Case ID: f-appx_139/html/0369-01.html
Source: Caselaw Access Project
Author: {"author": "", "license": "Public Domain", "url": "https://static.case.law/"}
Date Created: 2024-08-24T03:29:51.129683

Diane BESS, Plaintiff-Appellant, v. PRAXAIR, INC., Defendant-Appellee.
    Docket No. 04-3408.
    United States Court of Appeals, Second Circuit.
    Aug. 10, 2005.
    Diane Bess, Brooklyn, N.Y., for Plaintiff-Appellant, pro se.
    Michael E. Schoeman, Schoeman, Updike & Kaufman, LLP (Eugene P. Caiola, of counsel), New York, N.Y., for Defendant-Appellee.
    PRESENT: CALABRESI, RAGGI, Circuit Judges, and MURTHA, District Judge.
    
      
       The Honorable J. Garvan Murtha, United States District Judge for the District of Vermont, sitting by designation.
    
   SUMMARY ORDER

Plaintiff-appellant Diane Bess appeals from the district court’s grant of summary judgment dismissing Bess’s claims against defendant-appellee Praxair, Inc. (“Praxair”). Bess alleges that, while working as a nurse in 1996, she suffered injuries as a result of moving a defective oxygen transport cart manufactured by Praxair.

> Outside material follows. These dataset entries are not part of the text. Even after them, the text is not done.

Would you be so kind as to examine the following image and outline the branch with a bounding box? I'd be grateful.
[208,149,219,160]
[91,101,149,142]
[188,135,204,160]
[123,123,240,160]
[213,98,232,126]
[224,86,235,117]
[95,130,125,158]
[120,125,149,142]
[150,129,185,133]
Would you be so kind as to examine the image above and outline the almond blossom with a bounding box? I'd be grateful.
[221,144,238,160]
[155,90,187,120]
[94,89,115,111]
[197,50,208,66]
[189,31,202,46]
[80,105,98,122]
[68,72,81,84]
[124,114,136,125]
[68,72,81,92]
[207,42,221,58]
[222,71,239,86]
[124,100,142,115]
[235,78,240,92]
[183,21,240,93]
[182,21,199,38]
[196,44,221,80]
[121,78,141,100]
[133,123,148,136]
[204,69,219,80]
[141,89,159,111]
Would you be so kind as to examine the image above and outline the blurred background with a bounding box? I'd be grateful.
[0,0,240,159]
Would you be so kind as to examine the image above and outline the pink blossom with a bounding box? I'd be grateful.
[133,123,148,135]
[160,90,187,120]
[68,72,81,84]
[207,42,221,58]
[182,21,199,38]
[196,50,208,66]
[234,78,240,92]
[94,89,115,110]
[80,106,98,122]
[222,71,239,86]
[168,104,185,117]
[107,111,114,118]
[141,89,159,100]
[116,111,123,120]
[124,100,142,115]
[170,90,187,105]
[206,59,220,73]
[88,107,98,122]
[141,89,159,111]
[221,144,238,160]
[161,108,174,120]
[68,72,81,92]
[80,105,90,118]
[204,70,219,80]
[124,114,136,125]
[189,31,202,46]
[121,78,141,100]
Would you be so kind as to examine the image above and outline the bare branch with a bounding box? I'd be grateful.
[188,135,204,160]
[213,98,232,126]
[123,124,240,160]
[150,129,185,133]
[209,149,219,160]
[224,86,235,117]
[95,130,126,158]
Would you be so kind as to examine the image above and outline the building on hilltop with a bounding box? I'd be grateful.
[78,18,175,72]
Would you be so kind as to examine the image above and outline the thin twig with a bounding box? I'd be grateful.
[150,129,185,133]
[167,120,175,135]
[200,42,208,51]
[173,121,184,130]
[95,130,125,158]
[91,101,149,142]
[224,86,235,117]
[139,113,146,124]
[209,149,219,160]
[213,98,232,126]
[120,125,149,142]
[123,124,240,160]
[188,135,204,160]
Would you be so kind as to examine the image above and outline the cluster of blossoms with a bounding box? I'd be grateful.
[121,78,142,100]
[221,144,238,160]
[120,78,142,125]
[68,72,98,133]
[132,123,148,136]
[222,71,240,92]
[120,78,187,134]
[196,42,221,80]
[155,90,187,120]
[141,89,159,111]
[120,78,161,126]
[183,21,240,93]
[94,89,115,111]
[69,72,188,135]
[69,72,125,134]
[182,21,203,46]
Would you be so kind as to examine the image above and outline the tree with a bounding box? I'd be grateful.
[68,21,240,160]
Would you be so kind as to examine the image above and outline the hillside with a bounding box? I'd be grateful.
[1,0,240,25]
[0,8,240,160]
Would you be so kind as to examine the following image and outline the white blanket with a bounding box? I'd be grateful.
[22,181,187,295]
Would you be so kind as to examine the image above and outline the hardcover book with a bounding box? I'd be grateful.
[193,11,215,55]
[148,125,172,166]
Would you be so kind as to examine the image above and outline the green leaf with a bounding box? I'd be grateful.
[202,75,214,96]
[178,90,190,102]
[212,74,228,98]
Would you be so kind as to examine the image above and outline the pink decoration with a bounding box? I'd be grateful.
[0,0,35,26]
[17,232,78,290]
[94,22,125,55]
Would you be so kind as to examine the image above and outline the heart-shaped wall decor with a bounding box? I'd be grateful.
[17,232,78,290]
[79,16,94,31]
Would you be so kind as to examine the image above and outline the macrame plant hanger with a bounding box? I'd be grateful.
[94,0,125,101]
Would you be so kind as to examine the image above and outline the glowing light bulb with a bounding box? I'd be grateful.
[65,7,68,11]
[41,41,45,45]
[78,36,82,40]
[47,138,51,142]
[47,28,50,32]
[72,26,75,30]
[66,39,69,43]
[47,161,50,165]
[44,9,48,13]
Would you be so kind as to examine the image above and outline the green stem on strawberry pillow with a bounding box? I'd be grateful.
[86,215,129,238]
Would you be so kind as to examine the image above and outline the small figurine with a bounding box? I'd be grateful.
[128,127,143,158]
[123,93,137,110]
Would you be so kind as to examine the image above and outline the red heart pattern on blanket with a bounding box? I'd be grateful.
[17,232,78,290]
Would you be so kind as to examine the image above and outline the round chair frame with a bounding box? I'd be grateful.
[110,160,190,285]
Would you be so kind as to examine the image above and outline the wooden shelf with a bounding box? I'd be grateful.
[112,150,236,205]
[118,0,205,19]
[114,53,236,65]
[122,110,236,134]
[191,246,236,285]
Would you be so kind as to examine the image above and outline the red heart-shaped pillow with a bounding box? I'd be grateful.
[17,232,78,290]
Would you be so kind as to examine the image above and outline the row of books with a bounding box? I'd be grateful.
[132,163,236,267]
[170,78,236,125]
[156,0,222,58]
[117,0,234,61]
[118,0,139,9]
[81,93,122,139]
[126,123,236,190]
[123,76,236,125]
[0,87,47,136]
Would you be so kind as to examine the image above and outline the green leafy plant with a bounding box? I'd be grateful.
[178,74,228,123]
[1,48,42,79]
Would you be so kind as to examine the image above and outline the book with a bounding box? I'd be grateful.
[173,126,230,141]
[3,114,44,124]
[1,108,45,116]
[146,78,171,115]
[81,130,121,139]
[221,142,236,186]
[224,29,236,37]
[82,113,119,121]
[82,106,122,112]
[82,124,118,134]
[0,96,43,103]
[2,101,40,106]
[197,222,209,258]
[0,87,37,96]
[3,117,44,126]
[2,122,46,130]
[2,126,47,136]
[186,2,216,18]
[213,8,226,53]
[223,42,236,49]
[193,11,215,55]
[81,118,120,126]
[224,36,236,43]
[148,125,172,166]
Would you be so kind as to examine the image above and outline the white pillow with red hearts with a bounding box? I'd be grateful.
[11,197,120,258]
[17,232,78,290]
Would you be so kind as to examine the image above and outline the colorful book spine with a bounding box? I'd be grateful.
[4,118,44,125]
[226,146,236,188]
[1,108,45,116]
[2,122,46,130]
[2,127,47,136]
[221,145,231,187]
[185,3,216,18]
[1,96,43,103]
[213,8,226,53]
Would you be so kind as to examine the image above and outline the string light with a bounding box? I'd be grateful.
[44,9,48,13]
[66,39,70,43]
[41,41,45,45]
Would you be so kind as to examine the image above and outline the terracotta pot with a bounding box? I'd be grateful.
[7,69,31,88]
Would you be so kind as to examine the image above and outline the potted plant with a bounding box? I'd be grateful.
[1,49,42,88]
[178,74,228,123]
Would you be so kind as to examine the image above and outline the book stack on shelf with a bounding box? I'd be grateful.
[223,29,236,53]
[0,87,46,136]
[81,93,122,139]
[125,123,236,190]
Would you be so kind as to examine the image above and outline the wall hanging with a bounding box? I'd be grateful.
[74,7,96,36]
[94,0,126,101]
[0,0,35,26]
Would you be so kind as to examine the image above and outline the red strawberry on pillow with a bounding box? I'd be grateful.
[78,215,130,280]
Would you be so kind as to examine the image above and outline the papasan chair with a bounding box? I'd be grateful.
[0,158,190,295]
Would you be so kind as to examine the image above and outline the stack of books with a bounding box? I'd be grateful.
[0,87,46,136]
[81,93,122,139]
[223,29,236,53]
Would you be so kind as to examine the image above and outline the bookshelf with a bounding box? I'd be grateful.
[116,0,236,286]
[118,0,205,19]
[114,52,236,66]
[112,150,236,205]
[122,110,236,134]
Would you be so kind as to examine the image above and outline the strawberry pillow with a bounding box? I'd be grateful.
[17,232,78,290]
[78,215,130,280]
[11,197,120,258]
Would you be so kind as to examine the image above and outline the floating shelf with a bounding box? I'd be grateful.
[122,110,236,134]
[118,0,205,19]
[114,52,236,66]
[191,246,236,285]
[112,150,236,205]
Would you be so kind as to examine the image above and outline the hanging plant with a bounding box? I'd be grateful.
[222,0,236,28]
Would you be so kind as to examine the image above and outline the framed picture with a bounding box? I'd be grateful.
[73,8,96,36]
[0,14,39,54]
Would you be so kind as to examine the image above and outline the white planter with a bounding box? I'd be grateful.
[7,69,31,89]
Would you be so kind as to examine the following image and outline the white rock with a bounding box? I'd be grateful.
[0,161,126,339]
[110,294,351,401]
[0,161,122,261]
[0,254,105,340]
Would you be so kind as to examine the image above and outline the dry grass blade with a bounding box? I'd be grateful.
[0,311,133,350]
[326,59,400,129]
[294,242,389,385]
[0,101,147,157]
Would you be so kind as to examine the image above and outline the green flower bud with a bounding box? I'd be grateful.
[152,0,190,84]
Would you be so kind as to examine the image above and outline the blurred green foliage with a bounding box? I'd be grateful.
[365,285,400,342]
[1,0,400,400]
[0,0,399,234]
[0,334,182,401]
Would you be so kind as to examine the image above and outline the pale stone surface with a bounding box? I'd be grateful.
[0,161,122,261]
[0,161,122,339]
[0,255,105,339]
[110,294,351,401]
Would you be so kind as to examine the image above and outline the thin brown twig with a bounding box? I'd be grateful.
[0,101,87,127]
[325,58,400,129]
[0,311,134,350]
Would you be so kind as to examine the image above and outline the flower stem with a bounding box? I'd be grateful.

We assume the parties’ familiarity with the facts, the procedural history, and the issues on appeal.

Because Bess did not establish that it was reasonably probable that Praxair manufactured the cart that caused her injuries, the district court correctly granted summary judgment. See Healey v. Firestone Tire & Rubber Co., 87 N.Y.2d 596, 640 N.Y.S.2d 860, 663 N.E.2d 901, 903 (1996) (holding that, while the identity of the manufacturer of a defective product may be established by circumstantial evidence, that evidence “must establish that it is reasonably probable, not merely possible or evenly balanced, that the defendant was the source of the offending product”).

We have considered all of Bess’s contentions and find each of them to be without merit. Accordingly, we AFFIRM the judgment of the district court.